I have modified the datamodule to load mine, and I can run the code. However, if I use SSLOnlineEvaluator. I cannot make it work. If I specify the callbacks for model, the error shows:
TypeError: on_train_batch_end() takes 6 positional arguments but 7 were given

I have the following code:

def to_device(batch, device):
    (img1, _), y = batch
    img1 = img1.to(device)
    y = y.to(device)
    return img1, y

online_finetuner = SSLOnlineEvaluator(z_dim=2048 * 2 * 2, num_classes = 7)
online_finetuner.to_device = to_device

lr_logger = LearningRateMonitor()

callbacks = [online_finetuner, lr_logger]

# pick data
rafdb_height=100
batch_size=64

# data
dm = RAFDBDataModule(num_workers=0)
dm.train_transforms = SimCLRTrainDataTransform(input_height=rafdb_height)
dm.val_transforms = SimCLREvalDataTransform(input_height=rafdb_height)
dm.test_transforms = SimCLREvalDataTransform(input_height=rafdb_height)

# model
model = SimCLR(num_samples=dm.num_samples, batch_size=batch_size)

# fit
trainer = pl.Trainer(gpus=1, max_epochs=20, callbacks=callbacks)
trainer.fit(model, dm)

Full Output information:

GPU available: True, used: True
TPU available: False, using: 0 TPU cores
LOCAL_RANK: 0 - CUDA_VISIBLE_DEVICES: [0]

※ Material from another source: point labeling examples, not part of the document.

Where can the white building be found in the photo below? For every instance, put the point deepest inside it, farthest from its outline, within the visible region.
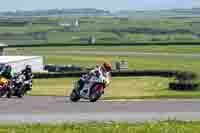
(19, 62)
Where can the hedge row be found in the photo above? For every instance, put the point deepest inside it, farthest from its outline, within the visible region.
(108, 44)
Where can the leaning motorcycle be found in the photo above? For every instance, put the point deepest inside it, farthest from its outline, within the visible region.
(92, 90)
(4, 86)
(17, 86)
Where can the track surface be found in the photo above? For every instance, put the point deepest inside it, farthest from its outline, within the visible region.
(116, 53)
(60, 109)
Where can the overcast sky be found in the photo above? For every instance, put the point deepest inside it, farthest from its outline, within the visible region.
(112, 5)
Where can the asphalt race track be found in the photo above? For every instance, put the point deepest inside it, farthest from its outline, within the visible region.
(60, 109)
(116, 53)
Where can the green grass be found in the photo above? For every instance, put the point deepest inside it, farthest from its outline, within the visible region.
(152, 48)
(169, 126)
(120, 88)
(134, 63)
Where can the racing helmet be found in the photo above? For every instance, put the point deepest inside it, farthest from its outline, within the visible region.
(107, 66)
(28, 68)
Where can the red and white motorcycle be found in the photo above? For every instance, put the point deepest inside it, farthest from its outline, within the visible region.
(91, 90)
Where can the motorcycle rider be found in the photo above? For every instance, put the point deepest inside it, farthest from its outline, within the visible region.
(5, 74)
(28, 75)
(104, 70)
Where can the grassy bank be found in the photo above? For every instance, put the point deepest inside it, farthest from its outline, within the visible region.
(134, 62)
(120, 88)
(152, 48)
(170, 126)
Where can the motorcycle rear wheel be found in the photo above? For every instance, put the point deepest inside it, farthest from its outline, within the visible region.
(94, 96)
(74, 97)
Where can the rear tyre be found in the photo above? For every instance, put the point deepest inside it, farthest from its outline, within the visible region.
(95, 95)
(74, 97)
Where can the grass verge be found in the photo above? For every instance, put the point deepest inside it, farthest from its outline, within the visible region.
(120, 88)
(152, 48)
(169, 126)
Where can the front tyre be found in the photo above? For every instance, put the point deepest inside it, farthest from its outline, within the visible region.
(74, 97)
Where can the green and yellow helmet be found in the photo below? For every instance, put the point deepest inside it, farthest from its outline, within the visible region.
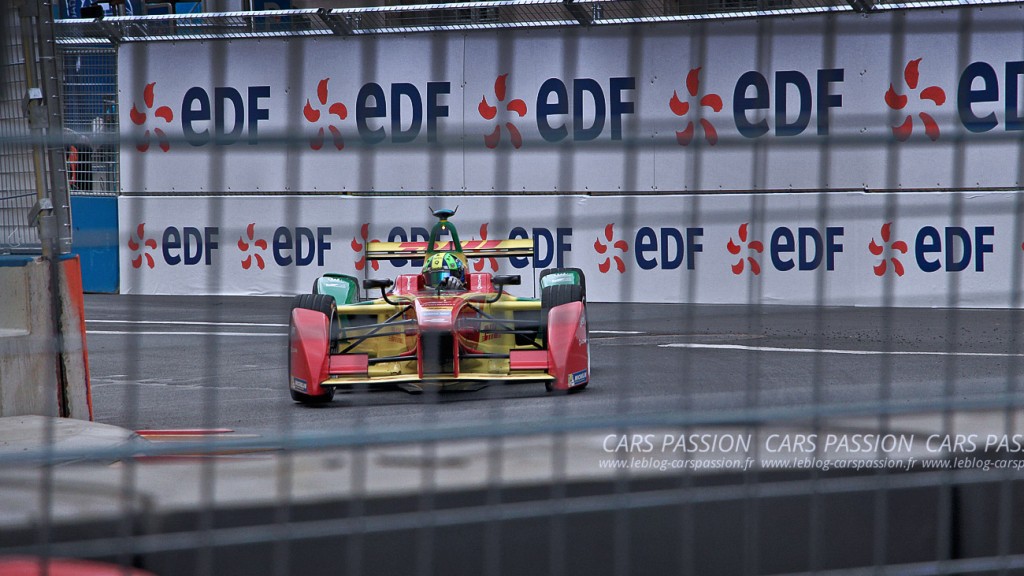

  | Name                 | Type         | Params
------------------------------------------------------
0 | encoder              | ResNet       | 25 M  
1 | projection           | Projection   | 4 M   
2 | non_linear_evaluator | SSLEvaluator | 8 M   
Epoch 0:   0%|          | 0/383 [00:00<?, ?it/s] Traceback (most recent call last):
  File "H:/Project/PycharmProject/FER_Long-tailed/train_SimCLR.py", line 236, in <module>
    trainer.fit(model, dm)
  File "F:\Program\Anaconda3\envs\pytorch-lightning\lib\site-packages\pytorch_lightning\trainer\trainer.py", line 440, in fit
    results = self.accelerator_backend.train()
  File "F:\Program\Anaconda3\envs\pytorch-lightning\lib\site-packages\pytorch_lightning\accelerators\gpu_accelerator.py", line 54, in train
    results = self.train_or_test()
  File "F:\Program\Anaconda3\envs\pytorch-lightning\lib\site-packages\pytorch_lightning\accelerators\accelerator.py", line 66, in train_or_test
    results = self.trainer.train()
  File "F:\Program\Anaconda3\envs\pytorch-lightning\lib\site-packages\pytorch_lightning\trainer\trainer.py", line 483, in train
    self.train_loop.run_training_epoch()
  File "F:\Program\Anaconda3\envs\pytorch-lightning\lib\site-packages\pytorch_lightning\trainer\training_loop.py", line 557, in run_training_epoch
    self.on_train_batch_end(epoch_output, epoch_end_outputs, batch, batch_idx, dataloader_idx)
  File "F:\Program\Anaconda3\envs\pytorch-lightning\lib\site-packages\pytorch_lightning\trainer\training_loop.py", line 249, in on_train_batch_end
    self.trainer.call_hook('on_train_batch_end', epoch_end_outputs, batch, batch_idx, dataloader_idx)
  File "F:\Program\Anaconda3\envs\pytorch-lightning\lib\site-packages\pytorch_lightning\trainer\trainer.py", line 823, in call_hook
    trainer_hook(*args, **kwargs)
  File "F:\Program\Anaconda3\envs\pytorch-lightning\lib\site-packages\pytorch_lightning\trainer\callback_hook.py", line 147, in on_train_batch_end
    callback.on_train_batch_end(self, self.get_model(), outputs, batch, batch_idx, dataloader_idx)
TypeError: on_train_batch_end() takes 6 positional arguments but 7 were given
Epoch 0:   0%|          | 0/383 [00:02<?, ?it/s]

Process finished with exit code 1

I believe this is fixed on the master branch in bolts.
see issue here

1 Like

I do not think the bug is fully fixed. Please see the issue for my new bug.
There is a new bug with not-matched shape in network matrix multiplication.